At Times of Loss

A death in the family can provide parents with a wonderful opportunity. What better time to teach your children the story of God’s love for all people? The gospel brings great comfort at such a time—comfort that every Christian sooner or later learns to appreciate at the death of a believer.

There are all sorts of clinical reasons why people die; there is only one real cause of death: sin. “The wages of sin is death . . .” But death is not an end. Because of God’s great love for all people, Jesus came into the world to forgive sins and lead the way to eternal life in heaven. “. . . but the gift of God is eternal life in Christ Jesus our Lord” (Romans 6:23).

Our society does not accurately depict death. In chil­dren’s cartoons, no one ever dies. No matter how many times Wile E. Coyote is run over by a steamroller, blown up by gunpowder, or falls off a cliff, he always comes back for more. The lesson seems to be that death doesn’t happen. Some computer games teach children they can “outsmart” death by taking certain actions.

Generally speaking, children younger than five do not see death as final. Around the age of 6 or 7, a child begins to grasp the fact that someone who has died is not going to return. What a comfort to know that when people die knowing Jesus as their Savior, they are happy in heaven.

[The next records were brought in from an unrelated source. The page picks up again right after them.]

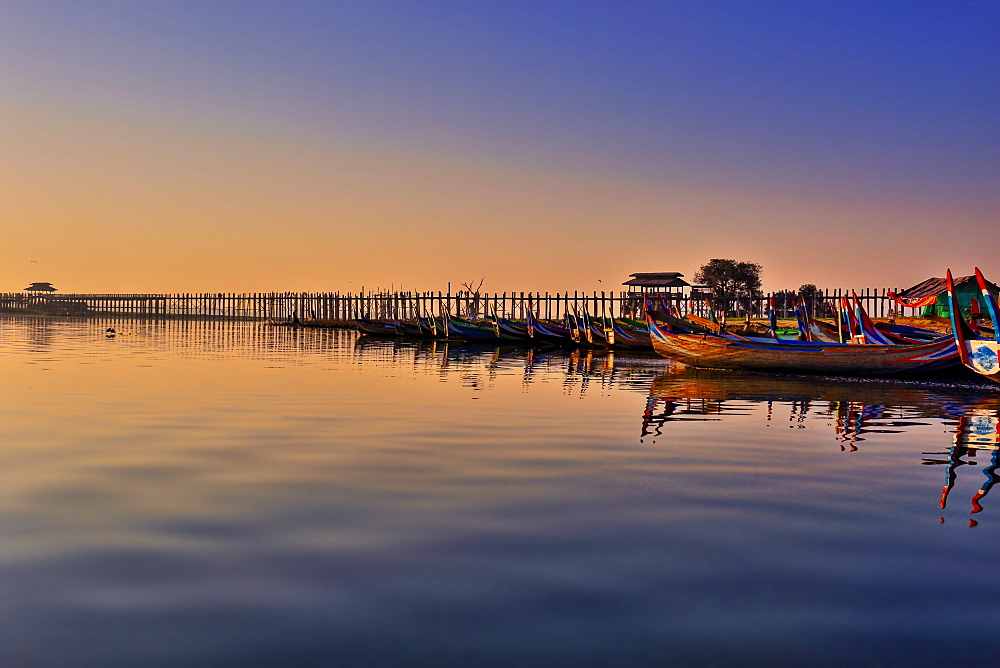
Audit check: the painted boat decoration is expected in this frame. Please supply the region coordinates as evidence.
[354,318,404,336]
[945,267,1000,382]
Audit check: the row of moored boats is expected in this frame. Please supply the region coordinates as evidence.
[357,269,1000,381]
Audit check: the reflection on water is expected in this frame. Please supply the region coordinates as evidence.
[641,367,1000,526]
[0,318,1000,666]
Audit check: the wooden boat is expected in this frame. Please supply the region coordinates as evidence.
[611,320,653,350]
[945,267,1000,382]
[525,308,573,346]
[447,316,523,343]
[647,315,959,376]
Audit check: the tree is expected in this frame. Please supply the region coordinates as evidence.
[694,258,761,303]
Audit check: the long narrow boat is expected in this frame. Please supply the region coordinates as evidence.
[945,267,1000,382]
[448,316,523,343]
[647,314,959,376]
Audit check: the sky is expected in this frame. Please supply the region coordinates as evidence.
[0,0,1000,293]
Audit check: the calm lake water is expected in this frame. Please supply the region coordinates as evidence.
[0,317,1000,666]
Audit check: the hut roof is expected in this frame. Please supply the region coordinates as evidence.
[622,271,691,288]
[899,276,998,299]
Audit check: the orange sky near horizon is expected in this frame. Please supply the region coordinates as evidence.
[0,3,1000,293]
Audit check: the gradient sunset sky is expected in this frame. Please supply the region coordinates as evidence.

For many children, their first experience with death may be the death of a grandparent. For some, the death of a pet may actually be more difficult than that of a rel­ative because they played with the pet every day. The death of a pet may cause a greater sense of loss. You can comfort your children at a time like this by assuring them that God will help them get through the pain and sadness. If they ask whether their pet went to “doggy heaven,” you can say that there may be pets in heaven. We don’t know. The Bible doesn’t tell us. We can only be sure that in heaven our joy will be complete. The Bible is very clear on that last point.

With the death of a close relative, it is also important to realize that children will deal with it in stages. At first there may be a denial of the death or even anger about it. This is usually followed by a period of grief. That grief may very well recur at some future event, such as confir­mation, a first date, or graduation from high school.

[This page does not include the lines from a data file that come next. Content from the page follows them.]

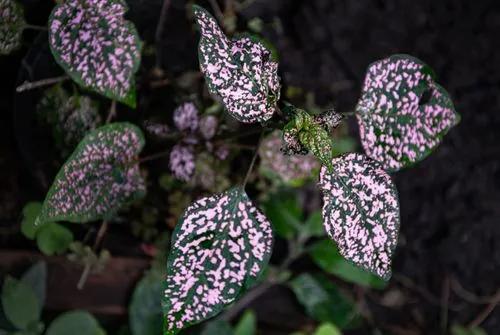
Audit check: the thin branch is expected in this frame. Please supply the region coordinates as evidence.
[92,220,108,251]
[76,220,108,290]
[468,290,500,328]
[242,130,264,189]
[220,281,276,321]
[208,0,224,26]
[451,277,498,305]
[441,276,450,334]
[106,100,116,123]
[155,0,171,68]
[76,263,92,290]
[16,75,69,93]
[133,150,170,164]
[23,24,49,31]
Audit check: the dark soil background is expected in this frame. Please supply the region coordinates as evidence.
[0,0,500,335]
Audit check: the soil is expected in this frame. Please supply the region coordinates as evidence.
[0,0,500,334]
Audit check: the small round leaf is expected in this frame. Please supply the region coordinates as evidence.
[36,222,73,256]
[2,277,42,330]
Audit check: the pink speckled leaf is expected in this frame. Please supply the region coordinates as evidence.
[0,0,26,55]
[193,6,280,123]
[319,153,399,279]
[49,0,142,107]
[356,55,460,171]
[163,188,273,335]
[36,123,146,224]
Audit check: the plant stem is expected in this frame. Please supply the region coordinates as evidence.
[242,129,264,189]
[106,100,116,123]
[468,290,500,328]
[76,220,108,290]
[92,220,108,251]
[220,232,306,321]
[134,150,170,164]
[16,75,69,93]
[208,0,224,27]
[155,0,171,68]
[76,263,92,290]
[23,24,49,31]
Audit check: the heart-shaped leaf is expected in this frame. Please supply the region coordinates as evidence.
[36,222,74,256]
[49,0,142,107]
[356,55,460,170]
[193,6,280,123]
[36,123,146,224]
[319,153,399,279]
[163,188,273,334]
[0,0,26,55]
[308,239,387,290]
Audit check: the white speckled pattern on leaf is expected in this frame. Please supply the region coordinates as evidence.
[163,188,273,334]
[193,6,280,123]
[356,55,460,171]
[49,0,142,107]
[37,123,146,224]
[319,153,399,279]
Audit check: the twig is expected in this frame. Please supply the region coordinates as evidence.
[208,0,224,26]
[133,150,170,164]
[441,276,450,334]
[76,220,108,290]
[242,130,264,189]
[220,281,276,321]
[23,24,49,31]
[468,290,500,328]
[214,128,262,143]
[106,100,116,123]
[451,277,498,305]
[393,273,441,306]
[92,220,108,251]
[155,0,171,68]
[16,75,69,93]
[220,222,306,321]
[76,263,92,290]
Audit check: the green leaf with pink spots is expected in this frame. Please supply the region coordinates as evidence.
[49,0,142,107]
[0,0,26,55]
[356,55,460,171]
[319,153,399,280]
[35,122,146,225]
[163,188,273,335]
[193,5,280,123]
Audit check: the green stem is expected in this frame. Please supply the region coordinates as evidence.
[242,129,264,189]
[16,75,69,93]
[23,24,49,31]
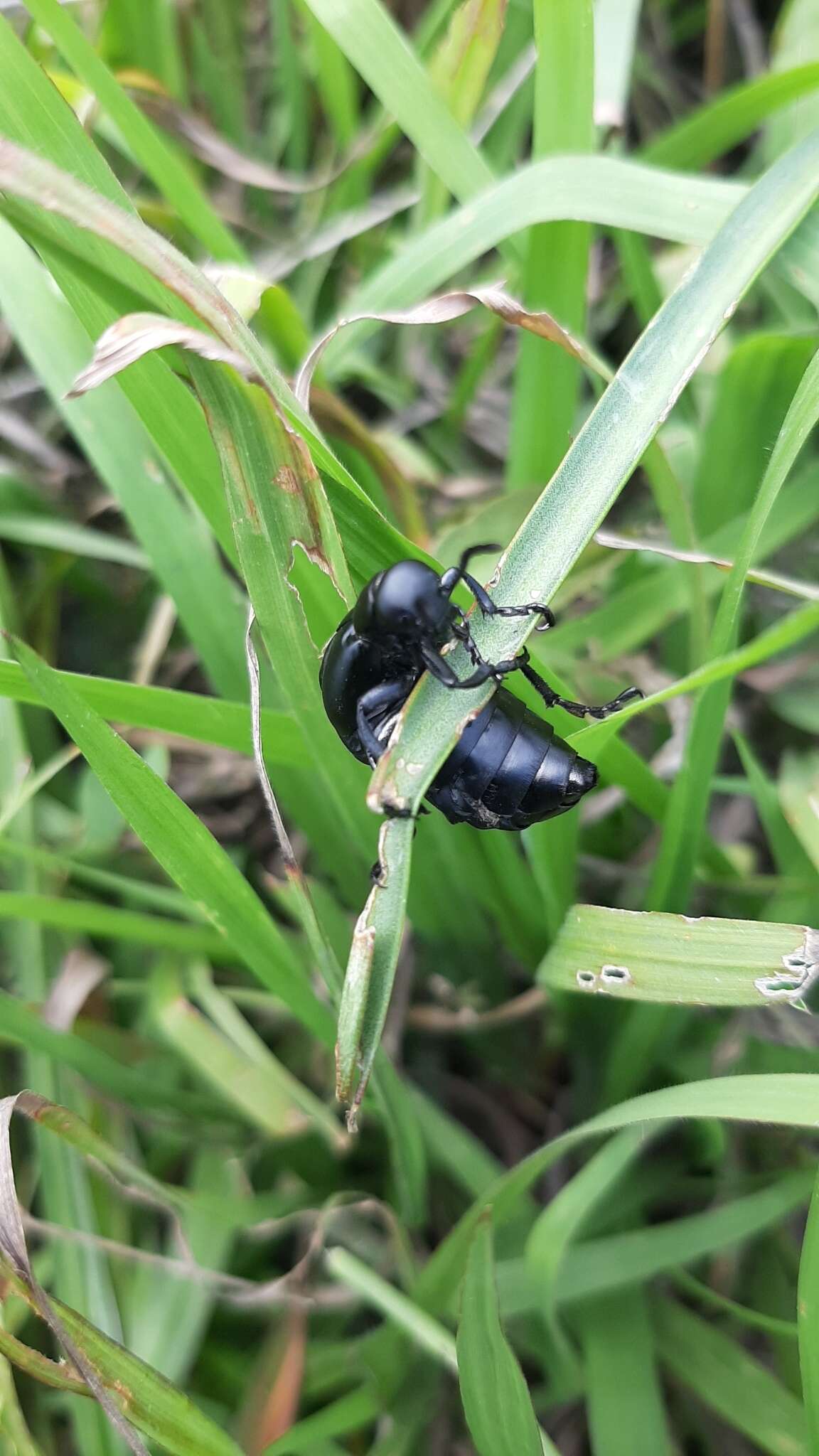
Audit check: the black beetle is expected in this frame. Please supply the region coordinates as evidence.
[319,546,643,830]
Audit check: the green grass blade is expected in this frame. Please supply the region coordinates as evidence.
[9,642,329,1039]
[654,1300,810,1456]
[797,1159,819,1450]
[0,218,245,697]
[537,906,813,1006]
[322,156,746,371]
[577,1290,673,1456]
[458,1219,542,1456]
[0,658,303,767]
[526,1127,659,1321]
[641,64,819,172]
[0,992,213,1117]
[300,0,493,198]
[357,134,819,1106]
[417,1073,819,1309]
[2,1277,240,1456]
[780,753,819,869]
[547,1172,810,1307]
[26,0,239,262]
[323,1248,458,1371]
[648,345,819,910]
[507,0,594,486]
[150,965,344,1150]
[0,889,233,961]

As children experience death:

  • Encourage them to express their emotions. This is a time to cry and mourn.
  • Plan to attend the funeral service, because it pro­vides comfort.
  • Talk about death. Children may really wonder, “Can grandma see us now?”
  • Talk about the one who died. Tears may flow once again, but it is good to talk about pleasant memo­ries, even if we cry.
  • Look for pictures and keepsakes to help keep the memory alive.
  • Don’t give wrong information about death, such as “God needed another angel, and that is why Grandpa died.”